NASHVILLE, Tenn. (WTVF) — The future of a historic African American landmark in downtown Nashville in question after Metro decides not to buy the building.
The Morris Memorial Building is a 65,200-square-foot, five-story building located at 330 Martin Luther King, Jr. Boulevard. The building was designed in the mid-1920’s by one of the nation's first African American architectural firms, and housed the National Baptist Convention, which published religious materials for African-American Baptist churches.
It also listed on the National Register of Historic Places and sits on the site of a former slave market before the Civil War.
Metro was planning to buy the property for $12.8 million, but a spokesperson for Mayor John Cooper announced Friday, the Mayor decided not to finalize the deal.
“Mayor Cooper supports preservation and acknowledges the historical significance of the Morris Memorial Building,” said Spokesperson Chris Song in a statement. “The decision not to finalize a deal to purchase the building was due to our city’s current budget constraints and the lack of a determined use case for Metro. The Mayor’s Office is interested in supporting the property’s current and prospective owners in their efforts to preserve the Morris Memorial Building.”

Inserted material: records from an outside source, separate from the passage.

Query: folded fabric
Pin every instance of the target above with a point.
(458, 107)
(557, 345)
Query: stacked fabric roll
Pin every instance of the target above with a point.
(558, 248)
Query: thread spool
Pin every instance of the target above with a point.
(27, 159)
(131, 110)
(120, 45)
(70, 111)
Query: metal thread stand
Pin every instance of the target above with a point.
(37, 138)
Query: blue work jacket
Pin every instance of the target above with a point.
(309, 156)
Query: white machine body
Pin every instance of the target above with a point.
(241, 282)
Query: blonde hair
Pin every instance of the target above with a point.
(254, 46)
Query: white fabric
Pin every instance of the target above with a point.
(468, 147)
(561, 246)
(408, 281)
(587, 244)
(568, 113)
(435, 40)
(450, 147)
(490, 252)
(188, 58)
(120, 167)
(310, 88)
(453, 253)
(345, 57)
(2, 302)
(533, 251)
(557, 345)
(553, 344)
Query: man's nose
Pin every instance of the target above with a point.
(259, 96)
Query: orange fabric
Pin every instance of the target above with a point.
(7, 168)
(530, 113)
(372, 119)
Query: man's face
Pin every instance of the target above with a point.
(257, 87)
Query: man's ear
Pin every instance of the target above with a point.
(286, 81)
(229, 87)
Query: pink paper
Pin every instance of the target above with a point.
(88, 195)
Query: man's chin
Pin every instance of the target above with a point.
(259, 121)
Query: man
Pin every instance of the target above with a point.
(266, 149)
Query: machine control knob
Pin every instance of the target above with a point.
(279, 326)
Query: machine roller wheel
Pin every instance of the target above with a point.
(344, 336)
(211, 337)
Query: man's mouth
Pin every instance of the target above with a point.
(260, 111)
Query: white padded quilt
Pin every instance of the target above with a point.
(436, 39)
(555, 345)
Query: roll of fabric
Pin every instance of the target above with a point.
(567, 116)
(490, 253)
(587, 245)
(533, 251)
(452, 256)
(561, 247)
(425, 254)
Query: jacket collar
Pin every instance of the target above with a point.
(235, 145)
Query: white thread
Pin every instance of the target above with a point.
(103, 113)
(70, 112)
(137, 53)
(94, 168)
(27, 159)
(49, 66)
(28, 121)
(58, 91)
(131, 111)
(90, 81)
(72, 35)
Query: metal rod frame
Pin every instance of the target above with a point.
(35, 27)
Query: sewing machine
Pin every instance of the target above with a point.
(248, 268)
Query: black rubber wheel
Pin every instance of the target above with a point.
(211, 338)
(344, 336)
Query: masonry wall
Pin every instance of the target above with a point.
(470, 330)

Metro Council Member Freddie O'Connell, whose district includes the building, said he was surprised to learn Mayor Cooper decided not to purchase the building.
“I think this has been one of the chief causes of preservation in the African American community over the past year, so now I’m left in a position of ‘what now?’” said O’Connell. “I look forward to hearing from the Cooper administration about what their plans and thoughts are on this.”
O’Connell served on a committee set up by former Mayor David Briley in March of 2019 to study potential uses for the Morris Memorial Building. Mayor Briley had previously announced tentative plans to use Metro bond money purchase the building. The committee discussed a variety of ideas including turning the building into a museum.
The National Baptist Convention approached Metro about buying the building in 2018. A spokesperson for the group said they are still “open to exploring all options for the property.”
O’Connell said now that Metro did not go forward with buying the building, it may be harder to keep it from being torn down, but he's determined to do what he can to save it.
“I’m not as optimistic about the prospects for preservation at this point as we start the year,” said O’Connell.